Eski çağların birinde, bir memlekette insanlar Tanrı’yı çok merak ediyorlarmış. Tanrı bu insanlara bir melek göndermiş.
İnsanlar Tanrı ile ilgili pek çok soru sormuşlar. Melek hepsini cevaplamış. En sonunda da “Tanrı en çok neyi sever?” diye sormuşlar. Melek, “Kahkahayı sever,” demiş. Nedense buna pek kimse inanmamış. O memlekette bir kasvet varmış ve kasvetli kalmayı sürdürmüşler.

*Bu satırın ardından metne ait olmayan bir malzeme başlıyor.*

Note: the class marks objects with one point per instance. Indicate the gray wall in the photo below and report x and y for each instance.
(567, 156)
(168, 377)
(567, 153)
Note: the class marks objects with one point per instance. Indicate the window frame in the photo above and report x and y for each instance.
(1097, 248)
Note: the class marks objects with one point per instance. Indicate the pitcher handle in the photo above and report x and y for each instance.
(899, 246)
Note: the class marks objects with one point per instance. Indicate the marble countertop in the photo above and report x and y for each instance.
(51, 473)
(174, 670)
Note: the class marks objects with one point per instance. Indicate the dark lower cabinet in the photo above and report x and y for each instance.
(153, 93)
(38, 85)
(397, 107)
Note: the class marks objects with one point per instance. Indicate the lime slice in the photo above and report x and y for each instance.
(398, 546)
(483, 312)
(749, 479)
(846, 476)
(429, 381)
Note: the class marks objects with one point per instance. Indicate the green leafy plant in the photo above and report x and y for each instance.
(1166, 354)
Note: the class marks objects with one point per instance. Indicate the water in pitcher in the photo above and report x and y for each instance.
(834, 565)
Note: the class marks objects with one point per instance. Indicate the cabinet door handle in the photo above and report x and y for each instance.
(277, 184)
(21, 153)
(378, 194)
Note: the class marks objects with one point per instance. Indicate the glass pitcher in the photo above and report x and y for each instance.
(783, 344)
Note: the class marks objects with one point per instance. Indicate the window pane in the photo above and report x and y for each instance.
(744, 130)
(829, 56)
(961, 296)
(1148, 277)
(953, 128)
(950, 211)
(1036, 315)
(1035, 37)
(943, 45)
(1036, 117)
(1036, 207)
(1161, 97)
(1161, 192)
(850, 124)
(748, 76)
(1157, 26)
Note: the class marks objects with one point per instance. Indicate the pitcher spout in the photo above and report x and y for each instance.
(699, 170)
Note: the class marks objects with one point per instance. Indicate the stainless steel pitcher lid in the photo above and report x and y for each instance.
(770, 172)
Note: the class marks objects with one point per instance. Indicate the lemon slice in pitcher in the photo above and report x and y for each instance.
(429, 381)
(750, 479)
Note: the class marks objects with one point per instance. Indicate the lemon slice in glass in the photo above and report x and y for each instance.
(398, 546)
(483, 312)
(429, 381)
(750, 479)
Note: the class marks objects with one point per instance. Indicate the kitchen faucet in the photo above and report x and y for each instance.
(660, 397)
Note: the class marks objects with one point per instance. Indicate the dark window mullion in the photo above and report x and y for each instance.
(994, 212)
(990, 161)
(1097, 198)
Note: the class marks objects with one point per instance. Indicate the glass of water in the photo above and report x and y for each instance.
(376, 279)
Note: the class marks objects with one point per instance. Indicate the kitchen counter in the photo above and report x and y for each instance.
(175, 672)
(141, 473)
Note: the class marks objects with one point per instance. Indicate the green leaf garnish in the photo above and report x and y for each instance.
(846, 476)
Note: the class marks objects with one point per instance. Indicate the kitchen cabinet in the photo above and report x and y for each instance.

Melek cennete dönüp, olanları tanrıya anlatmış. Tanrı kullarının yüzünün gülmesini, kahkaha atmasını istiyormuş. Hemen yeni bir plan yapmış. İnsanların nasıl davranacağını belirleyen katı kurallar yazmış, ahlaki ve etik değerlerin olduğu uzunca bir liste düzenlemiş. Meleği çağırmış, “Şimdi bu listeyi al, o insanlara ulaştır,” demiş. Melek gitmiş yasaklar listesini baştan aşağı okumuş. İnsanlar buna inanmış, önceleri yasaklara uyanlar olduysa da sonradan insanlar yasakları delmeye başlamış. Yasakları delmek, onları mutlu ediyormuş. Tanrı da zaten onları mutlu görmek istediğinden, yaptığı planın işe yaradığını görüp, o da mutlu olmuş.
Bu hikâyeden öğrendiğimize göre Tanrı insanların mutlu olmasını istiyor. E istiyorsa kullarının isteklerini yerine getirsin, onlar da mutlu olsunlar, öyle değil mi?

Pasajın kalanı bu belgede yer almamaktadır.